"Your wife!" Louise repeated.

"If you will do me that great honor."

It seemed at first as if her nerves were strained to the breaking-point. The situation was one with which her brain seemed unable to grapple. She set her teeth tightly. Then she had a sudden interlude of wonderful clear-sightedness. She was almost cool.

"You must forgive my surprise, Eugène," she begged. "We have known each other now for some twelve years, have we not?—and I believe that this is the first time you have ever hinted at anything of the sort!"

"One gathers wisdom, perhaps, with the years," he replied. "I am forty-one years old to-day. I have spent the early hours of this afternoon in reflection, and behold the result!"

"You have spoken to me before," she said slowly, "of different things. You have offered me a great deal in life, but never your name. I do not understand this sudden change!"

"Louise," he declared, "if I do not tell you the truth now, you will probably guess it. Besides, this is the one time in their lives when a man and a woman should speak nothing but the truth. It is for fear of losing you—that is why."

Her self-control suddenly gave way. She threw herself back in her chair. She began to laugh and stopped abruptly, the tears streaming from her eyes. The prince leaned forward. He took her hands in his, but she drew them away.

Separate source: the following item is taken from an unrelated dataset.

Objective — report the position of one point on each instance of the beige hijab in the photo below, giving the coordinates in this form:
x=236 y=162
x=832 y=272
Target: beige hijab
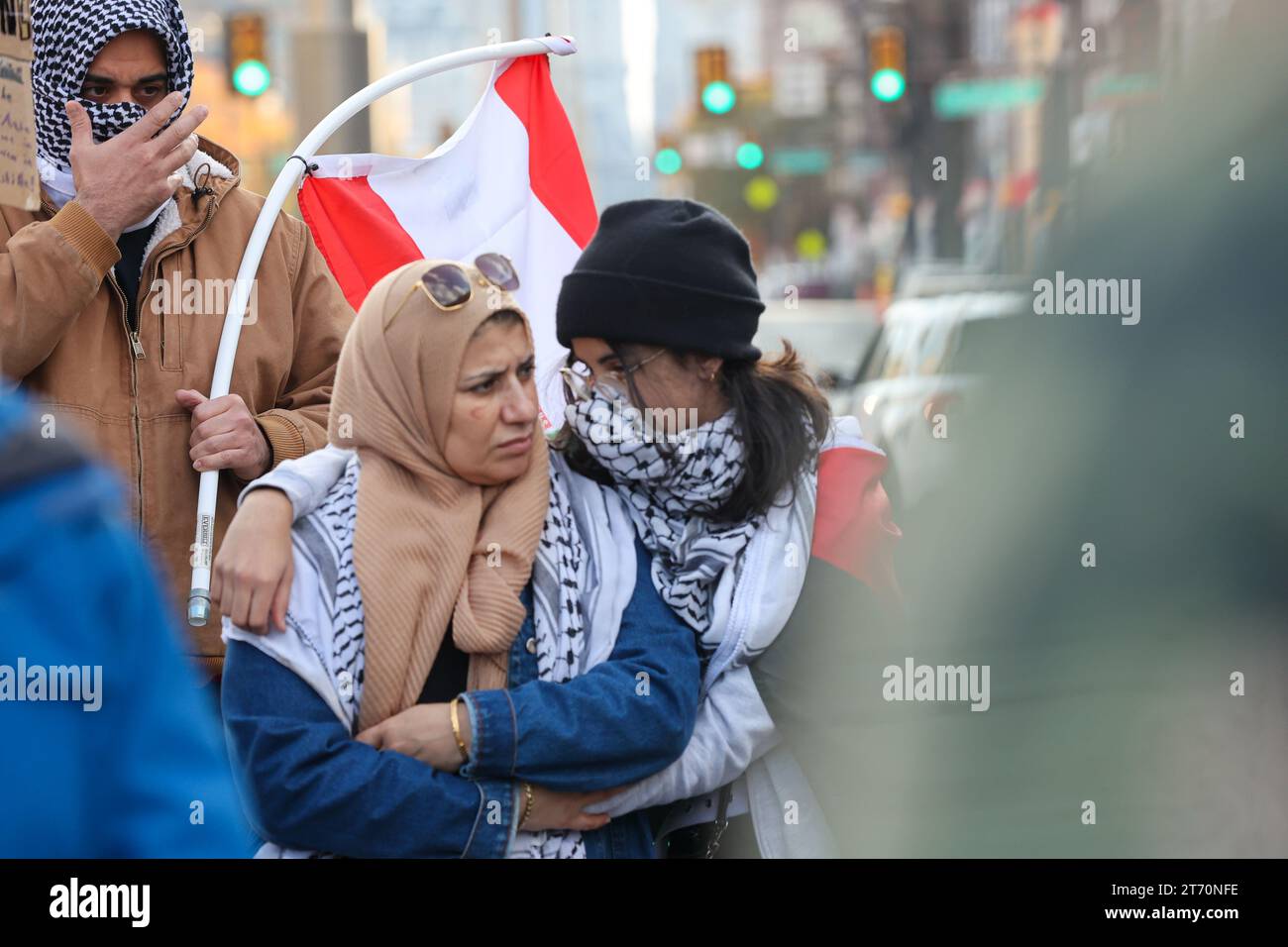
x=424 y=536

"You are too late, Eugène!" she said. "I almost loved you. I was almost yours to do whatever you liked with. But somehow, somewhere, notwithstanding all your worldly knowledge and mine, we missed it. We do not know the truth about life, you and I—at least you do not, and I did not."

He rose very slowly to his feet. There was no visible change in his face save a slight whitening of the cheeks.